— During the recruiting process I interviewed directly with the CEO Brandon Bornancin who told me how amazing the company was, fast-growing, with lots of opportunities to grow professionally. Even though I had two other job offers, I decided to take this offer;
— Shortly after joining I personally saw the bad financial situation the company was in. After a period of rapid growth growth in 2021 and 2022, the company has been losing accounts each month since the start of 2023, with more cancellations than new subscriptions.
— My guess? The company got complacent during the period of rapid growth and was now playing catchup to its competitors
— A couple of weeks after I joined, the CEO (Brandon) started sending me direct messages asking me how he could turn things around, like somehow there was a magic answer I could give him. Hey Brandon - Apollo.io is years ahead of you with a more comprehensive set of features and better pricing. There’s your magic answer.
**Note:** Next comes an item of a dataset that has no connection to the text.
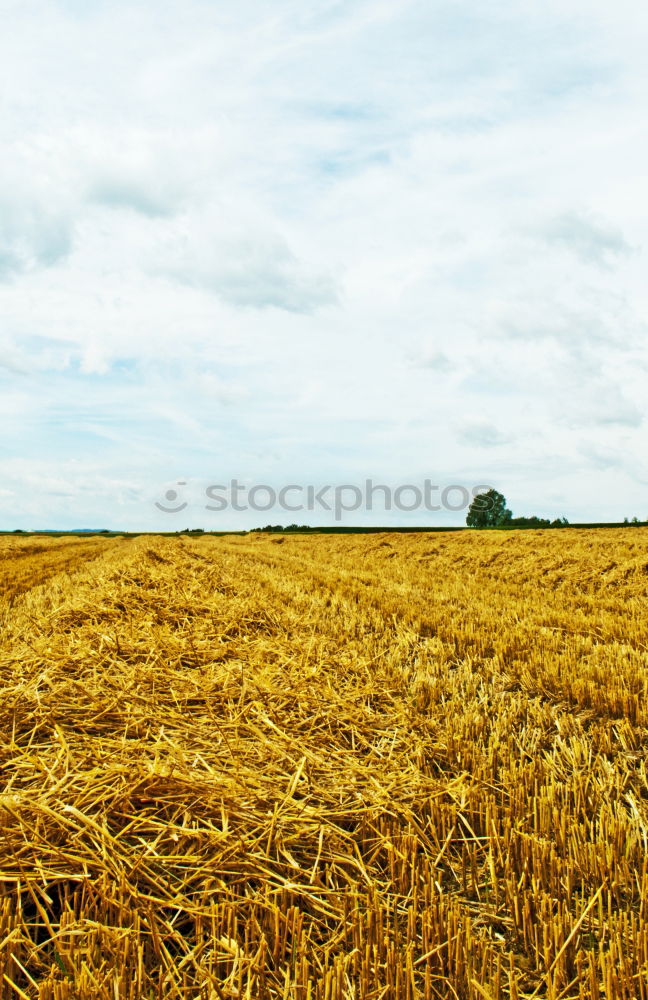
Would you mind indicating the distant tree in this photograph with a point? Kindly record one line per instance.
(488, 510)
— During my four months at the company I saw people been fired constantly, usually with a lame excuse “We believe Person A will have more room to grow in another company”. But after a few firings, they finally came clean: “We fired this Person because he wasn’t working hard enough, we are not growing anymore and are losing accounts, we need to keep only people who are willing to work hard in order to turn this company around”
— After this I knew I had made a mistake by joining this company, but I still had hope. I didn’t want to give them an excuse to fire me, so I started working long hours, weekends included. I had a roadmap that I knew was going to add value to the company and I was working hard to execute on it. However, while I had a long term plan (6 to 12 months roadmap), the company seemed almost obsessed with "quick wins" or magic answers
— After 4 months I get a 2 min call from my manager saying that it was my last day, the company was going in another direction, here’s a 2 week severance, and it’s not your fault
— The day before I got laid off I had a 1:1 with the person who hired me, but he didn’t bother to show up, later sending me a note that he forgot and was in another meeting. It reminded me of my job interview with him. He was 20 minutes late, and if it had been the other way around I would have been immediately rejected
— FINAL WARNING - Seamless.AI has ~300 employees but here on Glassdoor there are ~700 reviews, even if you account for former employees, it doesn’t seem right. When I was there I personally witnessed the CEO getting people to write fake reviews on G2 (a site for business software reviews). Is he doing the same thing here? Well, I wouldn’t know. But I certainly wouldn’t trust all the 5 star reviews out here.